Tutto ciò non toglie il dover riconoscere soprattutto a Nko la capacità di aver offerto a Rondodasosa un ambiente sonoro di qualità in cui sentirsi comunque sempre a suo agio, nella ricerca di un’identità artistica più sfaccettata.
Stile
Contrariamente a ciò che ci si sarebbe potuti aspettare, essendo stati abituati a vederlo in un determinato immaginario, in TRENCHES BABY Rondodasosa ha dimostrato una grande versatilità. Ne è prova non solo la naturalezza con cui si è calato nel contesto latineggiante di SCUSA, ma anche la capacità con cui ha oscillato sul tappeto trap/drill di DRILLMOON, confezionato per lui da thasup.
La prova più sorprendente, però, è quella di SIN CARA, nata dalla felice collaborazione tra Nko, Low Kidd e Miles. Rondodasosa non solo ha fatto vedere quanta famigliarità abbia col rap nudo e crudo, ma ha dimostrato di saper stare sul classic sia come ci si aspetterebbe, nella prima strofa, sia a modo suo, nella seconda.

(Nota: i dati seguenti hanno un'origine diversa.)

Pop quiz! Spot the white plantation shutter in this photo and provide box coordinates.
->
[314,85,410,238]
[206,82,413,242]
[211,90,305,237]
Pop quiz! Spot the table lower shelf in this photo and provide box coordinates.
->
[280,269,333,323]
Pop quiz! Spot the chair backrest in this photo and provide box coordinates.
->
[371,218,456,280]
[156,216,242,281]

Nel resto dei brani, l’artista è riuscito anche fondersi bene con i vari featuring. D’altronde, aveva già avuto modo di collaborare con Lazza, Vale Pain, tha sup e Capo Plaza, ovvero la quasi totalità degli artisti presenti, ad eccezione di Rose Villain e Ghali che figurano in CELL. Forse solo nella collaborazione con le star internazionali Gazo e Russ Millions, Rondodasosa trova coi due meno alchimia di quanto i due ospiti non facciano tra loro.

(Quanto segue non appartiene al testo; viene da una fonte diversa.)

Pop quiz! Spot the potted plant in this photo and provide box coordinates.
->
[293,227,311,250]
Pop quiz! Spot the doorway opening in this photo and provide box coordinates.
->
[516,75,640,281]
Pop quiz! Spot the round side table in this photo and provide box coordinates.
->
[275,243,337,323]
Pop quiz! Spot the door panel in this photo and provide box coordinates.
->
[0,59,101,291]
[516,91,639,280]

Indubbiamente, è nel suo, ovvero in TOKYO, che il driller ha fatto maggior sfoggio delle sue capacità e della sua energia, anche grazie alla padronanza dello slang del genere. Il brano si presenta come l’incarnazione perfetta della personale interpretazione della drill dell’artista e Nko. E sarà senza dubbio difficile per Rondodasosa, nella sua sperimentazione appena avviata, riuscire a raggiungere un livello simile in altri stili. Magari restringendo il ventaglio di scelta in successivi progetti, il compito risulterà un po’ meno arduo. Ma di certo non impossibile.